Tennis mit König Faisal Bin Hussein – GERTRUDE BELL –  Von Professor Dr. Benedikt Stuchtey

Als Gelehrten-Verwalter stellten sie im 19. Jahrhundert ihr Wissen in den Dienst der europäischen Kolonialmächte. Die meisten waren Männer. Doch ohne Gertrude Bell sähe die nahöstliche Landkarte heute wohl anders aus. Ein Gastbeitrag.

Während der Hochzeit der europäischen kolonialen Expansion und der Blüte des britischen Empires machte ein besonderer Typus Wissenschaftler von sich reden. Man nannte sie „Gelehrten-Verwalter“ („scholar-administrators“). Diese Bezeichnung brachte ihre doppelte Eigenschaft schön auf den Punkt. Denn in beiden Welten, in der wissenschaftlichen wie der politisch-administrativen, waren sie gleichermaßen zu Hause. Die meisten von ihnen waren, wie nicht anders zu erwarten, Männer. Umso interessanter sind die Frauen, die als Gelehrten-Verwalter Geschichte schreiben und machen sollten. Etwa die vor 150 Jahren, am 14. Juli 1868, geborene Gertrude Bell.

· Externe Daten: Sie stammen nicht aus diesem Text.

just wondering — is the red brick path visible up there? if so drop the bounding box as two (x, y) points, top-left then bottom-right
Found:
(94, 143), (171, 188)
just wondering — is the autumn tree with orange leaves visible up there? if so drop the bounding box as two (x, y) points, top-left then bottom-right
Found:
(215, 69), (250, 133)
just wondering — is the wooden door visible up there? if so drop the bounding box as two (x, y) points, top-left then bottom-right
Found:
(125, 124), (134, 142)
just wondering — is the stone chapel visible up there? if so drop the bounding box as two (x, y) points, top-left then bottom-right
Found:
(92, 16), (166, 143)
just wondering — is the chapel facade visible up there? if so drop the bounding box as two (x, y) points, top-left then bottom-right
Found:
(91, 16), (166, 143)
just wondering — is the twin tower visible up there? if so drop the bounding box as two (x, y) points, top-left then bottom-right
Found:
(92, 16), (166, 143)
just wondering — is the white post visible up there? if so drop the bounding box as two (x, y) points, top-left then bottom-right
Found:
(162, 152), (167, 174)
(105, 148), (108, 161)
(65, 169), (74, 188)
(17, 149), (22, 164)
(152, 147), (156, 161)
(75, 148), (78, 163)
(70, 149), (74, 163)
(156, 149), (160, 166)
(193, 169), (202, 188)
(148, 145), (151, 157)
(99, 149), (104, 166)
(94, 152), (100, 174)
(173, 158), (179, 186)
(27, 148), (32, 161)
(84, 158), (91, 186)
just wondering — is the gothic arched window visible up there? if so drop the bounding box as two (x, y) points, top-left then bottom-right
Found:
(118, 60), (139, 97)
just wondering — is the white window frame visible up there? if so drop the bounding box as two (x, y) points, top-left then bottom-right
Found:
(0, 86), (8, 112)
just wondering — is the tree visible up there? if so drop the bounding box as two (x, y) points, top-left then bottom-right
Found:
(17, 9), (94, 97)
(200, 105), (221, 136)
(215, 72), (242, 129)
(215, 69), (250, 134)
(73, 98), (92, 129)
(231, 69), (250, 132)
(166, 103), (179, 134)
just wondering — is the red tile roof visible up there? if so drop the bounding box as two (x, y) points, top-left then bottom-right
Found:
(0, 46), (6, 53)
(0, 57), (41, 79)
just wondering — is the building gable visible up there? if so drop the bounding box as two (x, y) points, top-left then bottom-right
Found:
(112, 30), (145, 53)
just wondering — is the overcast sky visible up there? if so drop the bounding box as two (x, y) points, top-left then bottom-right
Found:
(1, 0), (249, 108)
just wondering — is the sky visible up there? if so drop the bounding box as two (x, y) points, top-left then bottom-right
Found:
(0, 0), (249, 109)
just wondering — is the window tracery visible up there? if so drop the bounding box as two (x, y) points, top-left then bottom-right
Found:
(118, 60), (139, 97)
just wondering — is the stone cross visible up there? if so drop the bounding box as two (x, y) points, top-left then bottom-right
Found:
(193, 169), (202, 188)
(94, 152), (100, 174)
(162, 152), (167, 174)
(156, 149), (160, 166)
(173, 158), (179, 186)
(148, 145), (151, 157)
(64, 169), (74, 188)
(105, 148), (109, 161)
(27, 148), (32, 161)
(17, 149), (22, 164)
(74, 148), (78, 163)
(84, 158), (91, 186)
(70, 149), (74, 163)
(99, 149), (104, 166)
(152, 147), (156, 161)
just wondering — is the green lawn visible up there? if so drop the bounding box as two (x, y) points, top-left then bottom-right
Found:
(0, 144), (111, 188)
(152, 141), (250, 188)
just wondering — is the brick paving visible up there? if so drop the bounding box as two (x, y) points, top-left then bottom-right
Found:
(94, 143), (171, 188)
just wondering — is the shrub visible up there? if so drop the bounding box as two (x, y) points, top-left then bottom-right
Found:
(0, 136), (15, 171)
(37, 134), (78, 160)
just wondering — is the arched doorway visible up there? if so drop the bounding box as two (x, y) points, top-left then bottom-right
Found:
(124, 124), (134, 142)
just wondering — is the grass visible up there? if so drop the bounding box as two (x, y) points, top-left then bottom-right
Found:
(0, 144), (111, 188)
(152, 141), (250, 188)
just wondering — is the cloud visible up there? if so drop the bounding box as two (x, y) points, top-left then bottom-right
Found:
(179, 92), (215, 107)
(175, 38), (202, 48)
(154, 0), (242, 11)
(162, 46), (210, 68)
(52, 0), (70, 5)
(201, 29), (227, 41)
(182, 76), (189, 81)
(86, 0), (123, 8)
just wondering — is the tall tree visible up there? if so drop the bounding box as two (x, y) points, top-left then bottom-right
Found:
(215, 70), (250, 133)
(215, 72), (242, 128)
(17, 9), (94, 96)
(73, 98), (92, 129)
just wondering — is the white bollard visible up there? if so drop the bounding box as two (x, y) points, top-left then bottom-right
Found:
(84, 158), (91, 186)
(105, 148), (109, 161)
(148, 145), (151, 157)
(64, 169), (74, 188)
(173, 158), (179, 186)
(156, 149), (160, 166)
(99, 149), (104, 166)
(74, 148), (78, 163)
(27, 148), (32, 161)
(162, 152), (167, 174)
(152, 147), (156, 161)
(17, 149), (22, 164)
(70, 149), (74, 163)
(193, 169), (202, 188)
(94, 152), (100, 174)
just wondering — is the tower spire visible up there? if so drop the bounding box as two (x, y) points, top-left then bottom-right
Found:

Die aus Washington im Nordosten Englands stammende Bell war nicht die einzige Forschungsreisende ihrer Zeit. Die gut dreißig Jahre ältere Anne Blunt war vor ihr ähnliche Wege gegangen. Die Schweizerin Isabelle Eberhardt bereiste, ebenfalls um 1900, insbesondere Tunesien und Algerien, Mary Kingsley war im südlichen Afrika. Bekannt wurde Bell vor allem durch ihre Beteiligung an dem erfolgreichen Manöver, den von den Franzosen aus Syrien vertriebenen König Faisal als Monarchen des neugegründeten Staates Irak zu installieren. Erlangen konnte sie diese Autorität allein deshalb, weil sie in den Jahrzehnten zuvor grundlegende archäologische Grabungen im Nahen Osten durchgeführt und über ihre Forschungen wegweisende Publikationen vorgelegt hatte. Zudem war sie ein äußerst mobiles Bindeglied zwischen London und seinen kolonialen Interessen im arabischen Raum. Dabei kam ihr die Fähigkeit zugute, in unvertrauter Umgebung schnell Vertrauen zu gewinnen und die emotionalen Dimensionen des Kolonialismus zu erkennen. Diesen Aspekten im Unterschied zu den rationalen Prinzipien etwa des Verwaltungsstaats wird erst seit kurzem die Aufmerksamkeit zuteil, die ihnen gebührt. Es ist kein Zufall, dass das Interesse an Gertrude Bell, die schon zu Lebzeiten als ausgezeichnete Kennerin des arabischen Kulturraums zu einer Legende geworden war, zur Zeit des Zweiten Golfkrieges 1990/91 wiederaufflammte.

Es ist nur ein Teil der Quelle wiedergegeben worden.